Both came up huge in the stretch of their Level 3 playoff wins last week, both of which came on the road and against previously undefeated opponents. The two-year starter Menard threw two fourth down touchdown passes in the fourth quarter as the Blue Dukes rallied from a 14-3 deficit to beat Brookfield East, and first-year man Laihinen made two huge throws that accounted for 44 yards on Homestead's game-winning drive in the final three minutes against Green Bay Southwest.

Two-minute drill

Blue Dukes coach Jim Tietjen said that Menard's ability comes from both within and without. Bay does a two-minute drill with the game on the line at least three times a week with chains, and limited timeouts and the whole suffocating straitjacket of pressure that accompanies such a situation.

Further, Menard handles the scout team offense when it's the first-line defense's turn to practice such situations.

"And he only makes us better that way," Tietjen said. "We get pressure on him, we flush him and he makes the same plays that he does in games. He gets to think about things more often in different situations and it makes him better, too. It's a hard thing to get through (the two-minute drill), but all those repetitions help."

Menard used his feet to great effect in exploiting the Homestead defense scoring both touchdowns in that critical win last month, the first for the Blue Dukes over the Highlanders in 12 years. Then two weeks ago, when the Blue Dukes offense was stymied by Brookfield Central in the Level 2 playoff game, Menard went to little used backup Ian Buchanan for a huge gain that led to a breakthrough touchdown.

And Tietjen said that the plays Menard made against East on that cold, cold Friday last week were just special.

"In those situations, Grant just takes over. There's no talking in the huddle, he's the boss and because of that, really makes us better on both sides of the ball," Tietjen said.

Stepping up his game

Keel has the same feeling about his man, Laihinen.

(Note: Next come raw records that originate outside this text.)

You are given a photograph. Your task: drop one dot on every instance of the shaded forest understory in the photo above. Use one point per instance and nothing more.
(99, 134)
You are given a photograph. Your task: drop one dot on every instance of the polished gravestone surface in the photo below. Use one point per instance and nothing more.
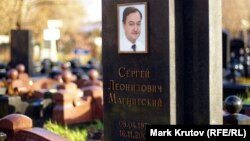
(176, 81)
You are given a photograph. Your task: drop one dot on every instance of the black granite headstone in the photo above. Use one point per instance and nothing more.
(157, 87)
(21, 49)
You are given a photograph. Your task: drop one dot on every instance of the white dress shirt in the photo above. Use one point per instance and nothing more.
(126, 46)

Laihinen spent the first two years of his high school career as a quarterback but was shifted over to receiver as a junior last season as Cody Berger was in his second year at the helm of the Highlanders.

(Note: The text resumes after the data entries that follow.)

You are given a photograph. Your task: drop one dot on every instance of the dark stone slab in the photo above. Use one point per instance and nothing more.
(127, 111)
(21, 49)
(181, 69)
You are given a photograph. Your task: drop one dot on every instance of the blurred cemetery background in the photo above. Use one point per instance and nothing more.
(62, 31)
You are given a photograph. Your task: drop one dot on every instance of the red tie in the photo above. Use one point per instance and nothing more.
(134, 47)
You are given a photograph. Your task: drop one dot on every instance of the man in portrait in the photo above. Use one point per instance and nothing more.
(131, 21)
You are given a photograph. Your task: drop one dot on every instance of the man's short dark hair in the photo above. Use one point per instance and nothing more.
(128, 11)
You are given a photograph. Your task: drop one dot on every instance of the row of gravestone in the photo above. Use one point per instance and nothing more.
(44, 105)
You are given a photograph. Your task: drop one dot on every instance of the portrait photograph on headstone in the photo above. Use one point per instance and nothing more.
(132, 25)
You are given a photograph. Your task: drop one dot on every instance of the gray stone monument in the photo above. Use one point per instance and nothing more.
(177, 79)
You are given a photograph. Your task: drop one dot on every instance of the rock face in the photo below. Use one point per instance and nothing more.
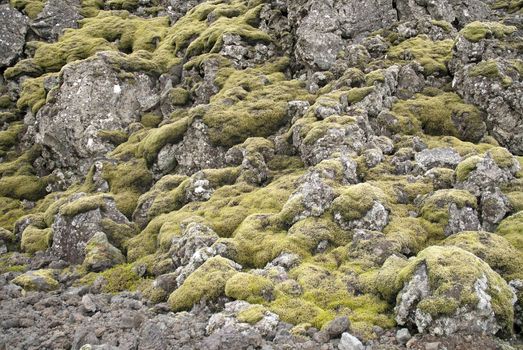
(55, 17)
(78, 221)
(484, 303)
(84, 105)
(13, 26)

But after Berger graduated, Laihinen fought his way through a competitive camp that included four different potential starters.

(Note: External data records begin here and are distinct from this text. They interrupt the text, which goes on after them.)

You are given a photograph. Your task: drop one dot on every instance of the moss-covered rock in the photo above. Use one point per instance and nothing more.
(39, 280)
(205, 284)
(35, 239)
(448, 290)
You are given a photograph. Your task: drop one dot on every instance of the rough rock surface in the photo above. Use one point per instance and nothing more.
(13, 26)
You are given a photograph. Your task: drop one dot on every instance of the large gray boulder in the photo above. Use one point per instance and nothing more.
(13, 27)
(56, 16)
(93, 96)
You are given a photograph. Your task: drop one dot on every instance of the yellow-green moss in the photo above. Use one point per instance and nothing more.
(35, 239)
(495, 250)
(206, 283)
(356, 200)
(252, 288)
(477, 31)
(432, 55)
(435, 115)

The Highlanders still remain highly ground-based, but gradually as the season has gone along, coach Dave Keel has gained more and more confidence in Laihinen.

"Jake really has stepped up his game," Keel said. "He has a lot more confidence than he did at the start of the season. He had a little bit of a lull in the middle but he's come back strong."

Such as in the Level 2 playoff game against rival Cedarburg. He sold a great option fake and raced in 26 yards for the first score and then did the same thing a series later, this time from 31 yards out.

And before the end of the half, he made a good throw to end Darius Cross. Cross made it even better by snagging it off the head of a Bulldog defender and turning it into a 34-yard TD reception.

After that, the Highlanders never trailed.

And against Green Bay Southwest on Saturday, Laihinen had a critical early red zone interception, but did not put his head down. With the game on the line late, he made a 26-yard out pass to eventual hero Jay Schneider and then went to the other side to Brett Geschke for 18 yards to set up the game-winning score.

"He really understands what we're doing (from both a quarterback and receiver's standpoint)," Keel said. "We've worked hard with him trying to get him experience and confidence, because he wants us to be able to count on him in the clutch.

"It's been wonderful watching him step up in each situation and then get the job done."

And as both know, it's not about statistics or the beautiful arc of the throw that counts in a quarterback's legacy, it's the wins, the W's that matter, and both are putting up a lot of those right now, right when it counts the most.